Un cas d’école d’organisation générant un impact systémique et local sur des décennies aux prises avec des enjeux de succession, de continuité et de fidélité à ses valeurs.

Pour nous, cette transmission difficile et en partie ratée pour le moment montre plusieurs choses qui feront certainement écho à différents enjeux auxquels font face les entrepreneurs sociaux en France.

  • La figure du fondateur charismatique est un atout essentiel pour incarner la mission d’une entreprise sociale, surtout quand celle-ci est fortement militante et entend questionner le statu quo et démontrer, contre toute prédiction, que l’on peut réussir à relever d’énormes défis sociaux et environnementaux. Au moment de la transition, surtout après 50 ans d’existence, cet héritage est légué à d’autres qui se l’approprient en fonction de leur propre parcours, leurs connaissances et croyances.
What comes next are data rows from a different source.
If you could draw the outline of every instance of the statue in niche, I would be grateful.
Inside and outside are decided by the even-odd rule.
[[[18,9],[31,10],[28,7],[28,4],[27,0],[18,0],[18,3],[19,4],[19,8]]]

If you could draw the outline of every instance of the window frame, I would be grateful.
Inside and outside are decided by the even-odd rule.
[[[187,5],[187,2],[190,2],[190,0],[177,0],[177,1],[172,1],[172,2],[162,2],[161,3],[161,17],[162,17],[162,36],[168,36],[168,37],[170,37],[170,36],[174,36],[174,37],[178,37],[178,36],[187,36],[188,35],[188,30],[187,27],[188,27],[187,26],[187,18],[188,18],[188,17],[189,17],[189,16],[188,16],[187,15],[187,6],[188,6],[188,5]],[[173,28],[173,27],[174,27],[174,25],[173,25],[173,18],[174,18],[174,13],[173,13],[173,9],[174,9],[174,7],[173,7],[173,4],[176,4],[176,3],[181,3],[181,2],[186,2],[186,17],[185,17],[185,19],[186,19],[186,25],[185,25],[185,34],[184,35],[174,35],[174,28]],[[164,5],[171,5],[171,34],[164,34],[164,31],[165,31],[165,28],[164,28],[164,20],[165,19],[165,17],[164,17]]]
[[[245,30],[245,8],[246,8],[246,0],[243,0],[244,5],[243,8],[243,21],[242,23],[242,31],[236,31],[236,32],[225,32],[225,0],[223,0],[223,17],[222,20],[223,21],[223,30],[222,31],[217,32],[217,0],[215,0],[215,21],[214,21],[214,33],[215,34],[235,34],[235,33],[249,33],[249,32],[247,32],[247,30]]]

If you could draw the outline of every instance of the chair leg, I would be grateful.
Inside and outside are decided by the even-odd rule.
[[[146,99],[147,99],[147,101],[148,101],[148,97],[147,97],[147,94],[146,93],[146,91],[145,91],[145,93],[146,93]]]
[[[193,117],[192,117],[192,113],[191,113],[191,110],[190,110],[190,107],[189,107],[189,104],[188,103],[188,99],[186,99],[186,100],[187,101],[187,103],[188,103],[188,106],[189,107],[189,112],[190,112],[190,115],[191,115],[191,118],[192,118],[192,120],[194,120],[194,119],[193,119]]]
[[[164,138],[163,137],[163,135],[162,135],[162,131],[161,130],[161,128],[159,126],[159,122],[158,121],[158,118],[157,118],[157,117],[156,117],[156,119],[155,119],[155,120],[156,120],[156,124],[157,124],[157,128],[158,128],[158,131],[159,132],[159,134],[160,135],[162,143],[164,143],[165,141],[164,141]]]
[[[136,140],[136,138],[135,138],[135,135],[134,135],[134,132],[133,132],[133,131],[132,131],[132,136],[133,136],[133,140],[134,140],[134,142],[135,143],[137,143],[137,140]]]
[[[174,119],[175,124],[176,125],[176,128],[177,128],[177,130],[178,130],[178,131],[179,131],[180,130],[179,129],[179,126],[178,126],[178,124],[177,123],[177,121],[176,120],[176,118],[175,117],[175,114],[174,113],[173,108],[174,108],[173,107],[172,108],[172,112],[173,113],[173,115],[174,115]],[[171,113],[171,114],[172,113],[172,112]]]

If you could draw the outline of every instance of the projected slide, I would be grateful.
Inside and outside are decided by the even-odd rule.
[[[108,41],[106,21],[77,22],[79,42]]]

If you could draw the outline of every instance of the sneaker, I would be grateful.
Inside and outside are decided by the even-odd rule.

Des évolutions arrivent nécessairement et une part de l’héritage peut être abandonné dans le processus.
  • Selon les mots de Rama Kummitha, pour une organisation telle que Barefoot College, il s’est s’agit à un moment donné de choisir entre deux stratégies : “sustain or thrive”. Comprendre : maintenir les activités existantes ou prospérer et se développer de manière plus ambitieuse. Ces réflexions sont au coeur de notre article sur les modalités de croissance des organisations à impact (publication le 17 octobre 2023). Elles illustrent finalement la question épineuse des entreprises sociales : comment assurer la continuité de l’impact ? en misant sur la continuité pour préserver l’impact créé ou en impulsant des changements de cap et d’ambition pour changer d’échelle et adapter l’organisation à un monde changeant… Vaste question.
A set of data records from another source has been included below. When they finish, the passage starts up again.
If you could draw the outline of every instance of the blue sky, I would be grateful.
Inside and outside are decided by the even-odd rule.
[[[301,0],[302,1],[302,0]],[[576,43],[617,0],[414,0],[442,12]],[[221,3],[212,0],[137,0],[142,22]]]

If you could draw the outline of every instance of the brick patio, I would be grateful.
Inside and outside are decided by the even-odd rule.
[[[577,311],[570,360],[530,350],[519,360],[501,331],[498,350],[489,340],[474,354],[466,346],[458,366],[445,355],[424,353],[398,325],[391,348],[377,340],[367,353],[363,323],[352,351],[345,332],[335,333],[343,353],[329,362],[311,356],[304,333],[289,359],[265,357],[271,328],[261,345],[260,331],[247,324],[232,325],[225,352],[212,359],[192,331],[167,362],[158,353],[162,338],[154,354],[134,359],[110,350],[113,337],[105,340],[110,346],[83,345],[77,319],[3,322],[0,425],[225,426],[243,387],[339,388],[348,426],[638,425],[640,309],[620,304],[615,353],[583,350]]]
Si cette question n’est pas tranchée, il nous est apparu évident, dans nos conversations avec les équipes de Barefoot College, de Bindi et d’autres entrepreneurs sociaux, que la raison d’être des entreprises sociales et donc leur grande difficulté est de répondre aux enjeux sociaux et environnementaux d’une époque et d’un territoire. Il est sûr que le Rajasthan des années 1970 a évolué même si des problèmes demeurent. Et il est légion dans toute communauté humaine de devoir transmettre le flambeau à une nouvelle génération qui agira avec les yeux, les bras et les idées de son temps.